Wissenschaftler haben Empfehlungen abgegeben, wie Nigeria bei der Entwicklung von Wissenschaft und Technologie mit den Vereinigten Staaten (US), dem Vereinigten Königreich (UK), China und Japan mithalten kann.

Wissenschaftler haben auch eine Agenda für die neue Ministerin für Wissenschaft, Technologie und Innovation, Senatorin Adeleke Mamora, und die Staatsministerin Ikechukwu Ikoh aufgestellt, wie der Sektor genutzt werden kann, um nationale Entwicklung und Wohlstand zu gewährleisten. Sie sagten, dass Nigeria einige Beiträge zur Entwicklung von Wissenschaft und Technologie (S&T) leistet, aber im Vergleich zu seinem reichlich vorhandenen Humankapital unterdurchschnittlich abschneidet.

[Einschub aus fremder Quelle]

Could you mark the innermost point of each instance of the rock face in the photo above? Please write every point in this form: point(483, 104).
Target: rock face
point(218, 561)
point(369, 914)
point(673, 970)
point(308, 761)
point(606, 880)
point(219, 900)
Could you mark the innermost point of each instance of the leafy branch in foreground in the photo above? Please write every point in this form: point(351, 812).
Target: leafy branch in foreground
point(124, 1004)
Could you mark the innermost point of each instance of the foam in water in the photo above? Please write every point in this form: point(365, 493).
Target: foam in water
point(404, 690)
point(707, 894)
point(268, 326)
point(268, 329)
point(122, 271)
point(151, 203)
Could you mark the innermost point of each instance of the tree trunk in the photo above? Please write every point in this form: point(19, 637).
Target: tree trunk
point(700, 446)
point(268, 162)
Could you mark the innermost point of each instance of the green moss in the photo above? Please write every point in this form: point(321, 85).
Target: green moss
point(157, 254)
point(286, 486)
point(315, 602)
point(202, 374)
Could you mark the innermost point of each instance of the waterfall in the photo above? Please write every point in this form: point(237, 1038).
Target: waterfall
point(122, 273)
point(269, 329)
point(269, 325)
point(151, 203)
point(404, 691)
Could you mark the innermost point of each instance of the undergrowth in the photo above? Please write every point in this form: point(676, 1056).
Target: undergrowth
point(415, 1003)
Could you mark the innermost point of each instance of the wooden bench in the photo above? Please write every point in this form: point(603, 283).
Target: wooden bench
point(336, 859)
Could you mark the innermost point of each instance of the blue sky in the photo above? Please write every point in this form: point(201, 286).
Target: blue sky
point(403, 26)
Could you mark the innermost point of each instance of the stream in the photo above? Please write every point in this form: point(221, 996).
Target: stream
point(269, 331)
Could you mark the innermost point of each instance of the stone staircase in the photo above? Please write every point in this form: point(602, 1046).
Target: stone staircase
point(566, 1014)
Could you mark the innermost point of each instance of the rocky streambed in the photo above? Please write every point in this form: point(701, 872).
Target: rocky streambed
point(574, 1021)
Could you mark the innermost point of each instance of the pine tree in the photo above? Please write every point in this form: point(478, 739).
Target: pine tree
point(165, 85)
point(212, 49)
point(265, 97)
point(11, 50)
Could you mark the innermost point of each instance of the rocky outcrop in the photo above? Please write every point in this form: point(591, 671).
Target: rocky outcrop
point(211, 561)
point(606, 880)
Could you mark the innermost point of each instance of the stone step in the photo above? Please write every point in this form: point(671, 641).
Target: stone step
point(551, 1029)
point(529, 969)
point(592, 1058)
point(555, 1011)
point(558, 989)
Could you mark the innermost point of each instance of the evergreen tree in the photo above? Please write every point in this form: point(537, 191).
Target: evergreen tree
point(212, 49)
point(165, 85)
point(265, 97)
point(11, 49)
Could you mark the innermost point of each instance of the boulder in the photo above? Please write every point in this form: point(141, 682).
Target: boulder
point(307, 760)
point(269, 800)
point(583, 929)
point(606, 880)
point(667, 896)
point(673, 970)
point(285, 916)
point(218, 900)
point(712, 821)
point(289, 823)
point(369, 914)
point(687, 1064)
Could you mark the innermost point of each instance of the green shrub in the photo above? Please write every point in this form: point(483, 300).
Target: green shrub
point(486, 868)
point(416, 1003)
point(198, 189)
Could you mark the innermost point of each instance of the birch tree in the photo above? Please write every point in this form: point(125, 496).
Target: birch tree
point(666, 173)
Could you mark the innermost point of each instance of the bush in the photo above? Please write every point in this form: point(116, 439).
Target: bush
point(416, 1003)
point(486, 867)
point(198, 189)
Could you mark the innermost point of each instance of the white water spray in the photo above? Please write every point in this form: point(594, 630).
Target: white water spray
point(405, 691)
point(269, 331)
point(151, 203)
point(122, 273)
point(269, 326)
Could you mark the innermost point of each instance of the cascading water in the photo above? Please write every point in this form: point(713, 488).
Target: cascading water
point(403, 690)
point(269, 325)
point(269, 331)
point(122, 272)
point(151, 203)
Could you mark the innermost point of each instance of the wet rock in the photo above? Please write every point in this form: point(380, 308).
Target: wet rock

Die Bundesregierung hatte am 6. August 2021 das Ministerium für Wissenschaft und Technologie in Ministerium für Wissenschaft, Technologie und Innovation umbenannt.

Das Bundesministerium für Wissenschaft, Technologie und Innovation (FMSTI) hat den Auftrag, die Entwicklung und den Einsatz von Wissenschafts- und Technologieapparaten zu erleichtern, um das Tempo der sozioökonomischen Entwicklung des Landes durch geeignete technologische Beiträge zu produktiven Aktivitäten im Land zu steigern.

Professor für Medizinische Mikrobiologie und Immunologie, Harvard Fellow für Mikrobiologie und Molekulargenetik und Fellow der New York Academy of the Sciences, Prof. Boaz Adegboro, sagte gegenüber The Guardian, dass der erste Schritt in der technologischen Entwicklung die Forschung sei. „Als ich an der Harvard University war, arbeitete ich in John Enders Forschungsgebäude, dieses Gebäude hatte 21 Stockwerke über dem Boden und zwei darunter. Alle Etagen wurden für die Erforschung menschlicher Krankheiten konzipiert. Innerhalb von 2,5 Jahren errichteten sie ein weiteres in gleicher Höhe, aber mit drei Stockwerken unter der Erde, die alle für die Forschung bestimmt waren. Also ging ich zu Ken McIntoch, dem Leiter der Abteilung für Infektionskrankheiten, und fragte ihn, warum sie so viel Mühe in die Forschung stecken. Er sagte: „Amerika steht an der Spitze der Welt, und um diese Position zu behalten, müssen wir die Ersten sein, die neue Entdeckungen machen und sie in die Praxis umsetzen“, sagte Adegboro.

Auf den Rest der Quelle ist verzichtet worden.